Wednesday April 29, 2020
By Mike Hughlett

 The Monday walkout protested the lack of transparency around COVID-19 cases at the plant and preventive measures to protect workers. The company says it is doing all it can. 

The chicken-producing plant in Cold Spring, pictured in 2016 when it was owned by Gold’n Plump Poultry. It is now owned by Pilgrim’s Pride.ELIZABETH FLORES

Workers at the Pilgrim’s Pride chicken processing plant in Cold Spring held a protest Monday over the company’s lack of transparency surround COVID-19 cases and its policies surrounding the disease.

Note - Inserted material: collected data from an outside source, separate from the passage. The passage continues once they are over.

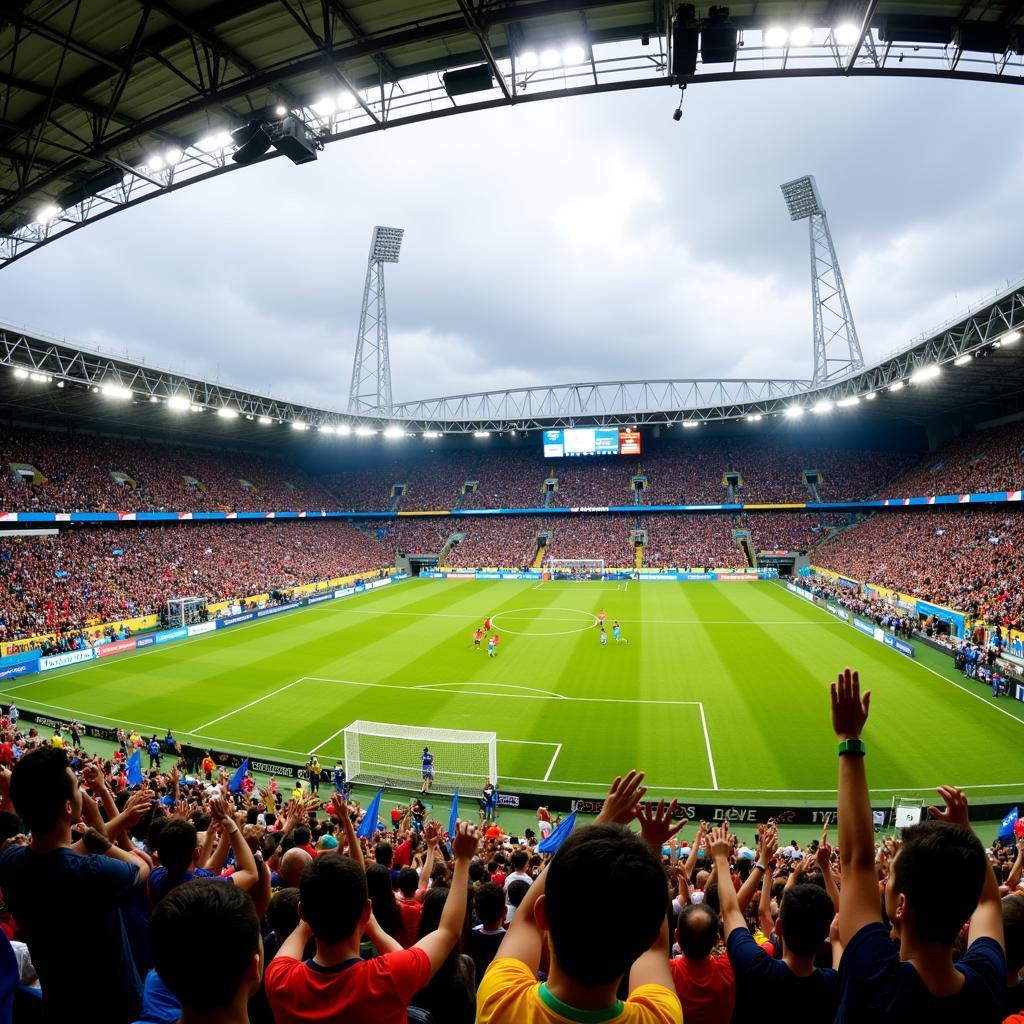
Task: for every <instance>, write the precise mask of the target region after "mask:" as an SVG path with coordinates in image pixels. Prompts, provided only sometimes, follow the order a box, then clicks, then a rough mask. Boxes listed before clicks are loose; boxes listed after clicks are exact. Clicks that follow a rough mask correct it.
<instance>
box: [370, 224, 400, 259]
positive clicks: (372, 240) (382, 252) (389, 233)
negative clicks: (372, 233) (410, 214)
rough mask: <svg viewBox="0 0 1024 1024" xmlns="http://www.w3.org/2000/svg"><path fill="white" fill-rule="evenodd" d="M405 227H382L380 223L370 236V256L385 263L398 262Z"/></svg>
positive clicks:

Mohamed Goni, staff organizer at the Greater Minnesota Worker Center, said he was at the protest and more than 100 workers walked off the job. The protest was over Pilgrim’s Pride’s lack of transparency about the disease’s spread and policies surrounding it.

Pilgrim’s Pride disputes the numbers, saying there were 20 people, including community activists, at the protest and production was not impacted.

The company says it has taken “extensive measures” to protect the plant’s over 1,100 workers. It declined to say if the plant had confirmed cases.

But the Minnesota Department of Health said there were 17 confirmed COVID-19 cases at Pilgrim’s Pride.

Pilgrim’s Pride and a Jennie-O turkey processing plant in Melrose constitute the two clusters of COVID-19 that have occurred at employers in Stearns County, said Renee Frauendienst, public health director for that county’s Human Services Department.

The state health department said there were four cases at the Melrose plant.

“When we see clusters, we want to do testing, and when we see testing, we find positives.” She didn’t have the number of cases for the individual plants.

Minnesota Health Department data shows a marked jump in COVID-19 cases in Stearns County over the past two days. There were 187 cases late Tuesday, up from 86 cases reported on Tuesday morning. On Monday morning, there were 31.

Pilgrim’s Pride “is not sharing any information with workers,” Goni said. His group, the Greater Minnesota Worker Center, is a St. Cloud nonprofit that works with hourly employees at the Cold Spring chicken plant, which isn’t unionized.

Also, while the company has sent workers home after taking their temperatures, those same workers were quickly back on the line, Goni said.

“The maximum they stayed at home was three days,” he said.

Goni also said the plant’s COVID-19 protections were lacking for workers in breakrooms and bathrooms.

Pilgrim’s Pride, in a statement, said the company “is working hard to provide a safe working environment for our team members and have implemented several preventive measures.”

Those include: temperature testing for all employees; physical partitions on production lines; and personal protective equipment (PPE), including face masks that must be worn at all times.

Also, workers are not forced to come to work or punished for not working for health reasons, the company said.

Pilgrim’s Pride, one of the nation’s largest chicken processors, is majority-owned by Brazilian global meat giant JBS S.A. JBS also owns a big pork processing plant in Worthington, which closed April 20 after an outbreak of COVID-19 among workers there.